The preferredDuringScheduling Suggestion Box

This is for your “nice-to-haves.” You want to nudge the scheduler in a certain direction, but you’re not going to throw a fit if it doesn’t work out. A classic use case is trying to spread Pods across availability zones or rack for high availability. You’d prefer it to go in zone us-west-2a, but if that zone is full, us-west-2b is perfectly fine.

Here’s the catch: preferredDuringScheduling uses a weight field between 1 and 100. This is how you prioritize multiple preferences. The scheduler adds up the weights for all matching nodes and chooses the one with the highest score.

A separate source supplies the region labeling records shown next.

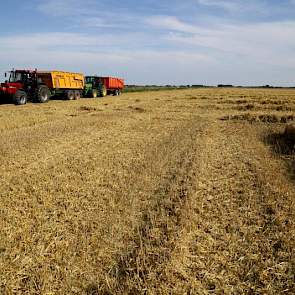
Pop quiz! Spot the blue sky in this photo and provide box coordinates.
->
[0,0,295,86]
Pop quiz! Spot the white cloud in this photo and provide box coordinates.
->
[197,0,240,11]
[147,16,295,66]
[0,33,213,84]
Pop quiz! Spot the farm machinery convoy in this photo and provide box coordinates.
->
[0,70,124,105]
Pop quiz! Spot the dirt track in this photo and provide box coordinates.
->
[0,89,295,294]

Let’s craft a Pod that strongly prefers GPU nodes but will also somewhat prefer nodes with an SSD, and will run anywhere if neither exists.

apiVersion: v1
kind: Pod
metadata:
  name-: fancy-pod
spec:
  containers:
  - name: main
    image: my-app:latest
  affinity:
    nodeAffinity:
      preferredDuringSchedulingIgnoredDuringExecution:
      - weight: 90
        preference:
          matchExpressions:
          - key: accelerator
            operator: In
            values:
            - nvidia-tesla-k80
      - weight: 10
        preference:
          matchExpressions:
          - key: disk-type
            operator: In
            values:
            - ssd

Why You Might Still Get Burned

Here’s the rough edge: the scheduler’s decision is a snapshot in time. You might have a preferredDuringScheduling rule to avoid a node that’s already running a similar Pod. But the moment your Pod lands, it now contributes to making that node less desirable for the next identical Pod. This can lead to herding, where a whole fleet of Pods all crowd onto the same “preferred” node because they all made the same calculation before any of them were scheduled. It’s a known issue, and the solution often involves tools like the Vertical Pod Autoscaler or even a custom scheduler for truly complex scenarios.

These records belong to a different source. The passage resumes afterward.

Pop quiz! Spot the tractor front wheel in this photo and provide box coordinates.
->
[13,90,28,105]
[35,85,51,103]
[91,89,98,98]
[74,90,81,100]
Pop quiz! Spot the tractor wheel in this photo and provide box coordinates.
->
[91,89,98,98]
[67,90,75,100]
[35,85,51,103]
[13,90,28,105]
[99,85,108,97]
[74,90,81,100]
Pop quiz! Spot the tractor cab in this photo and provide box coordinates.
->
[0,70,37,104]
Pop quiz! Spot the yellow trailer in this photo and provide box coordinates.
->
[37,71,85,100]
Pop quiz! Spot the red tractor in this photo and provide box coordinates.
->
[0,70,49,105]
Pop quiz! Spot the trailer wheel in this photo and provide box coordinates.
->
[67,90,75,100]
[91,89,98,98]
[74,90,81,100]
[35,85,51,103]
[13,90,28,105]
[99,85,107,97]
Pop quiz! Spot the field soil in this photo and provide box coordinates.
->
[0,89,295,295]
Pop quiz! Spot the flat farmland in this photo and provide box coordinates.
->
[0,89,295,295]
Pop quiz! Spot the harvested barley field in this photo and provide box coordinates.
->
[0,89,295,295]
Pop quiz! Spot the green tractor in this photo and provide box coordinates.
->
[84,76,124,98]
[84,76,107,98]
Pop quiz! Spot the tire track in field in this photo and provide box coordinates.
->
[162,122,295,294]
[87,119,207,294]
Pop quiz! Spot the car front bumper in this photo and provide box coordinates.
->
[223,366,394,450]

The best practice? Use requiredDuringScheduling sparingly, like a potent spice. Overuse it, and you’ll end up with a bunch of unschedulable Pods and a frustrated ops team. Use preferredDuringScheduling for most of your workload-shaping needs, but be aware of its limitations. Always check the labels on your nodes with kubectl get nodes --show-labels because the most common pitfall is simply a typo in a label key or value. The scheduler isn’t psychic; it can only work with what you give it.